Qual è la prima immagine di eleganza che ricorda?
Sicuramente quella di mio padre dal quale poi ho preso spunto per emularlo. E poi l’eleganza delle persone dove sono nato, le persone che ho incontrato. Mi divertivo fin da bambino a modificare le cose a mia immagine e somiglianza. E tutto questo lo dovevo fare di nascosto perché mio padre non voleva.
Cosa ha da proporre per la collezione Primavera estate 2012 ?
Lavorerò sui colori bianco e blu, che sono i colori predominanti della Saint Tropez che sarà la nuova collezione che presenteremo al Central Park di New York.

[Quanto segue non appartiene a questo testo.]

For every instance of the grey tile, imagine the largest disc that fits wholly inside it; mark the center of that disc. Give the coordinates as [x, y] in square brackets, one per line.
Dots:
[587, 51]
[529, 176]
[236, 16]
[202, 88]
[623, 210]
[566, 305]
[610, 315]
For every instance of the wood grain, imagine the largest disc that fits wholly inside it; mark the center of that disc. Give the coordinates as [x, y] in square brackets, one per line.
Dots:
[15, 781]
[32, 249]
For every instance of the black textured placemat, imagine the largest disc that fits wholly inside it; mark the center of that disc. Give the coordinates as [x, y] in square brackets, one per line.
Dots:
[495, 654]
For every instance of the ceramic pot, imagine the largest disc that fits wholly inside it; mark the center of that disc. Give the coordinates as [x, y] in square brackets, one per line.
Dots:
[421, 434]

Che cosa nell’abbigliamento di un uomo non deve mai mancare?
Le scarpe. Lo diceva anche Vittorio Gassman, se vuoi vedere l’eleganza di un uomo, vedi le sue scarpe, da lì si capisce tutto. Un po’ come le gambe di una donna, da quelle si capisce il resto. Nella società dell’apparire occorre apparire, ma l’essere oggi rappresenta ancora un valore? Sicuramente sì. Ognuno di noi è diverso e si vuole sentire diverso. Sicuramente oggi si guarda di più il superficiale, l’esterno e non l’interno e molti si sono persi e non si ritrovano più, perché quando ottengono ciò che volevano si accorgono che poi quella strada non era quella giusta. C’è da fare attenzione a questo aspetto. L’importante è seguire il proprio credo e stare attenti a non perdersi.

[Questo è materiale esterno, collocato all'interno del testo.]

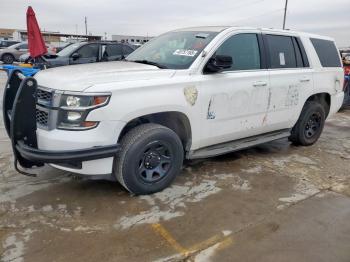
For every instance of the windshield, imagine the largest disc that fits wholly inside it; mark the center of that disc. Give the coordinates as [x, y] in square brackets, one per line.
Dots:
[174, 50]
[68, 50]
[15, 45]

Cosa si intende oggi per moda e per stile?
Sono diverse ma vanno sostanzialmente in parallelo. Moda è l’articolo che in quel momento fa tendenza, un misto tra comunicazione e innovazione. Lo stile fa parte di un certo atteggiamento interiore dell’essere umano e se poi si rifà alla tradizione che si diceva prima. Tuttavia c’è da dire che l’uomo può essere elegante ma non avere stile perché lo stile emerge dall’interno.
Con la crisi attuale, come sta il settore della moda secondo lei?
Io non penso che sia una problema di crisi. C’è anche il problema di crisi che influisce sulle nostre menti, ma io credo che sia un problema di innovazione, ecco perché il mio prodotto nonostante tutto va bene. Le faccio un esempio, se prendiamo una cravatta comune, in un momento di crisi non la compro perché già la conosco, se è un momento non di crisi ne compro due o tre, ma in un momento di crisi prendo un cravatta nuova, un pezzo unico magari. Voglio dire che c’è un problema di innovazione. Certi marchi pur di salvarsi in un momento di crisi hanno abbassato il livello di innovazione per di vendere. Invece se si imposta un progetto a lungo termine, i risultati non si vedono nel breve termine ma in futuro il guadagno è garantito.
Che consiglia di fare ai giovani che vogliono fare il suo lavoro?
Di non mollare mai. Di lottare sempre, senza perdere la passione. Prima di far comprare il prodotto devono comprarlo loro, farselo proprio e solo dopo lanciarlo sul mercato. Noi abbiamo un segreto in cui crediamo: riusciamo ad ottenere ciò che pensiamo fortemente.